Finalmente, en julio de 1941, Humbert llamó la atención del prefecto sobre el informe de Lefebvre y señaló la gravedad de la situación. El prefecto respondió entonces ordenando al doctor Dorvault, inspector médico de los Pirineos Orientales, que investigara la situación. El doctor Dorvault no se alarmó excesivamente por lo que halló en la investigación. El malestar afectaba a un número relativamente pequeño de individuos en la población del campo de ocho mil personas. Estos pacientes eran incapaces de defenderse contra la infección debido a sus constituciones débiles o dañadas, o porque sus cuerpos habían envejecido prematuramente a causa de la guerra y la emigración. Inevitablemente, se producían muertes frecuentes entre ellos. Llegó a la conclusión de que el brote de disentería era estacional, no epidémico, y que afectaba solamente a los miembros más débiles del grupo. Señaló cierta falta de alimentación, y aprobó la concesión de raciones mayores.
Abandoné el campo no sin antes asomarme, junto a unos jóvenes franceses que fotografiaban los restos de edificios y de alambradas, a ver lo que pude desde los límites del talud, lo que queda, del campo de concentración en el que mis compatriotas republicanos habían tenido la desgracia de ir a parar. Conduje en silencio, estremecido por la impresión que siempre me causa visitar lugares como este. Llegué a casa y releí el libro de Stein, mientras pensaba en el poema de Machado y en cuántos de aquellos "hermanos" se habrían ido, como se fue el "hermano Francisco" por "una senda clara" esperando que alguien alguna vez les hiciera un "duelo de labores y esperanzas".
Desgraciadamente la Historia se escribe con goma de borrar, la de los hombres y la de los pueblos.
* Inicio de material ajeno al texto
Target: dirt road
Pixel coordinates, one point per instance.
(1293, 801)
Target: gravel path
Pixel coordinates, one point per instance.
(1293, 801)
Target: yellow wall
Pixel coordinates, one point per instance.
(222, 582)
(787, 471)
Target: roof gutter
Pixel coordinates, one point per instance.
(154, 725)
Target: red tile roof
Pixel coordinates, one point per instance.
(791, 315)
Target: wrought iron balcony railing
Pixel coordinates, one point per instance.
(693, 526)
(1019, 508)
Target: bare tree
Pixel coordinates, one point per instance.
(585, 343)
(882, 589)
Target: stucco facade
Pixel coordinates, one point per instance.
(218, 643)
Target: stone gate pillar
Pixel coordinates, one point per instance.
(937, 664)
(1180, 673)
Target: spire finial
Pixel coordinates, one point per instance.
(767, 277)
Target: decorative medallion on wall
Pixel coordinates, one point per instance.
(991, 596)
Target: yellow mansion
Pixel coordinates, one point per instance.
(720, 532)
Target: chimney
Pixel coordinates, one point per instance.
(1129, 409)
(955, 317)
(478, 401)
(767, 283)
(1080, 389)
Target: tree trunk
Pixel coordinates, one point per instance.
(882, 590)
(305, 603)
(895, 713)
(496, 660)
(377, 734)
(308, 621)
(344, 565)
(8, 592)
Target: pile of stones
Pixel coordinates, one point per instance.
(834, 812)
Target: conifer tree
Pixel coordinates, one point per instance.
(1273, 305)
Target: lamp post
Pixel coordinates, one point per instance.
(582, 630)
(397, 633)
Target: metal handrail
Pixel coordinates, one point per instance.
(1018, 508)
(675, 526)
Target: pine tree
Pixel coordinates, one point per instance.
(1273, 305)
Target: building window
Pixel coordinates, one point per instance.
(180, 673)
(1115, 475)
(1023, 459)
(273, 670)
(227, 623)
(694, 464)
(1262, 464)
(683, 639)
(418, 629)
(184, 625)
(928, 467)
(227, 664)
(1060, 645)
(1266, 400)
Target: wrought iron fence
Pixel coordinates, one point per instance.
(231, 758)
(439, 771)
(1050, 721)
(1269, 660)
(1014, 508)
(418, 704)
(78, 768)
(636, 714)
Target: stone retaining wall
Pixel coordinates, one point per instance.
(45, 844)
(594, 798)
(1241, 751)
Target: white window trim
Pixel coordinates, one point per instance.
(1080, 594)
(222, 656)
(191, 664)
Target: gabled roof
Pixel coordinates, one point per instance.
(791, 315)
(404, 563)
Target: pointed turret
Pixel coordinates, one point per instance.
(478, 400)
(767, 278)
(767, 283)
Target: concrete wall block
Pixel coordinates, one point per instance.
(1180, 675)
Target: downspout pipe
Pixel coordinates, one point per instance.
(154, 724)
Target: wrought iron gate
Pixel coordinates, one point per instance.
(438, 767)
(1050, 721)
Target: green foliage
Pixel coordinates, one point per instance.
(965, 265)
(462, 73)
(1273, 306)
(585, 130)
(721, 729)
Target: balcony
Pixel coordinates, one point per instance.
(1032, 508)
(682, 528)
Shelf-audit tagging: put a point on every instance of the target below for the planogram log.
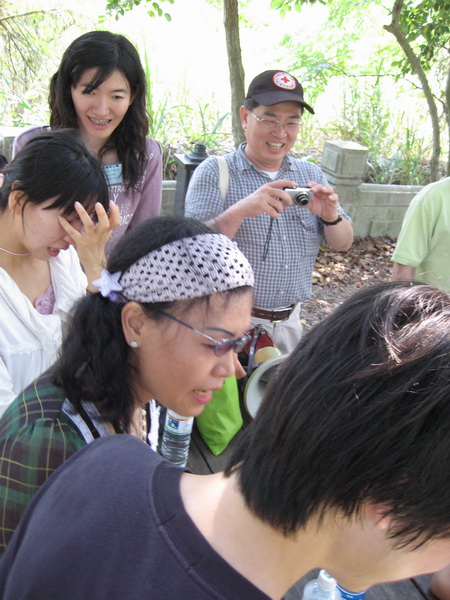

Por eso quienes dais luz, aunque poco, sois referente y guía para los hombres perdidos. Sin banderías, sin componendas, con piedad.
ResponderEliminarJavier, de corazón, gracias por ayudarnos a no olvidar, gracias por hacernos mejores.
Algún día, si la vida nos facilita un encuentro tranquilo, te contaré dos trazos de la historia de la hija de un soldado republicano muerto en Mathausen. Hasta entonces, seguimos en contacto por estos pagos cibernéticos.
Fe de erratas: Donde aparece "aunque poco", debería figurar "aunque pocos".